In the 1922 census of Palestine, conducted by the British Mandate authorities, Burqin had a population of 883; 871 Muslims and 12 Christians males, where all the Christians were Orthodox. This had increased in the 1931 census to a population of 1,086; 1,010 Muslim and 76 Christians, in a total of 227 inhabited houses. In the 1945 statistics the population were 1,540; 1,430 Muslims and 110 Christians, with a total of 19,447 dunams of land, according to an official land and population survey. Of this, 3,902 dunams were used for plantations and irrigable land, 11,219 dunams for cereals, while 36 dunams were built-up land.

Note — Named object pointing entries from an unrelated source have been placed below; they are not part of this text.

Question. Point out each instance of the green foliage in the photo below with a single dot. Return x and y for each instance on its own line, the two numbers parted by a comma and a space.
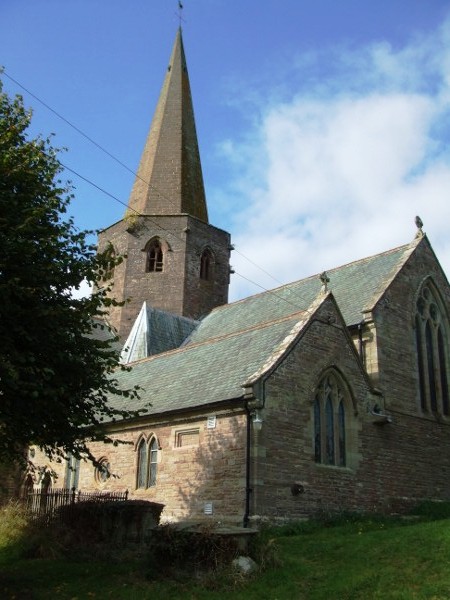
56, 373
172, 549
357, 560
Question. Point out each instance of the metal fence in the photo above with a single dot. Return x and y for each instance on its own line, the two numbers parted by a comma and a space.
48, 504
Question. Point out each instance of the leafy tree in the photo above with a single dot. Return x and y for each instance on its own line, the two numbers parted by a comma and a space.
56, 364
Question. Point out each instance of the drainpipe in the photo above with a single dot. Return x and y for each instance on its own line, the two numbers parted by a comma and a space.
361, 354
247, 468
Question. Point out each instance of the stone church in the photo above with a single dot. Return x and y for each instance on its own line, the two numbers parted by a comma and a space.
329, 393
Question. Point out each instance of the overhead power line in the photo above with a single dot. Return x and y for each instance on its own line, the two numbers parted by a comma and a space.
125, 166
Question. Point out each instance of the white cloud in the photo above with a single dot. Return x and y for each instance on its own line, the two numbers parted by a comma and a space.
337, 171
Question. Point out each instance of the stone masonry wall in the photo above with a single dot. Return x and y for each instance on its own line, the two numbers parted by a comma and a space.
178, 288
208, 470
391, 465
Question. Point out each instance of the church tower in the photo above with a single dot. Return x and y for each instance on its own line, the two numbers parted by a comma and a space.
175, 260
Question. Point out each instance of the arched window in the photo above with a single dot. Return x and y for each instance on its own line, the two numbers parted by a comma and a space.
147, 457
110, 261
330, 421
206, 264
155, 257
71, 475
432, 351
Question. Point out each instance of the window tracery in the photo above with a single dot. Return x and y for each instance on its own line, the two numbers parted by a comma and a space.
431, 330
329, 413
147, 462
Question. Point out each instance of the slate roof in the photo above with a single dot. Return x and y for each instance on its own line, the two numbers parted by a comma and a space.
205, 373
356, 287
235, 341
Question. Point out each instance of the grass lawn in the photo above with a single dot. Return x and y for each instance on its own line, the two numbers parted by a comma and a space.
360, 559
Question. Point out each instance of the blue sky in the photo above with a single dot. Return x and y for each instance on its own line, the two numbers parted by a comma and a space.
323, 125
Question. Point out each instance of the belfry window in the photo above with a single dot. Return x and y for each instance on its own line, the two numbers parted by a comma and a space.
155, 257
431, 327
329, 414
206, 265
147, 459
72, 472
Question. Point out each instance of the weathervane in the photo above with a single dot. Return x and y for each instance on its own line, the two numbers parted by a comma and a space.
325, 281
180, 12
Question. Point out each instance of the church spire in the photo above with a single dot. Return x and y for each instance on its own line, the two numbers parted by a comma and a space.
169, 179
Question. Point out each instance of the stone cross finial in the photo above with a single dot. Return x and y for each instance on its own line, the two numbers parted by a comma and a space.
419, 224
325, 281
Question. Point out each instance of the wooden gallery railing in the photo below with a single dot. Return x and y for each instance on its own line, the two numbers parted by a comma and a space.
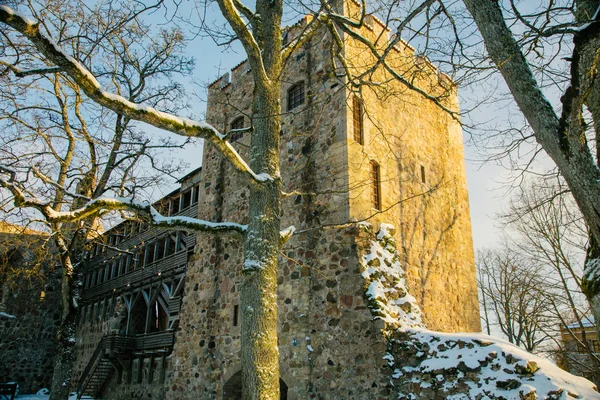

Since the Six-Day War in 1967, Burqin has been under Israeli occupation. On 21 July 2015 a 21-year-old resident was shot dead during a confrontation with Israel forces who had entered the town on a night-time arrest mission.
People from Burqin
Hana Shalabi
Tourism
Burqin municipality and the Palestinian tourism ministry are working on making the Byzantine-era Burqin Church a popular tourist destination. Facilities in the town will be improved to be able to receive more tourists. The United States Agency for International Development are funding a project to renovate an old building into a centre for tourists, where they can be offered general lectures and movie screenings before visiting the church and other historical places in the town. The municipality are talking to UNESCO about listing the town as a World Heritage Site.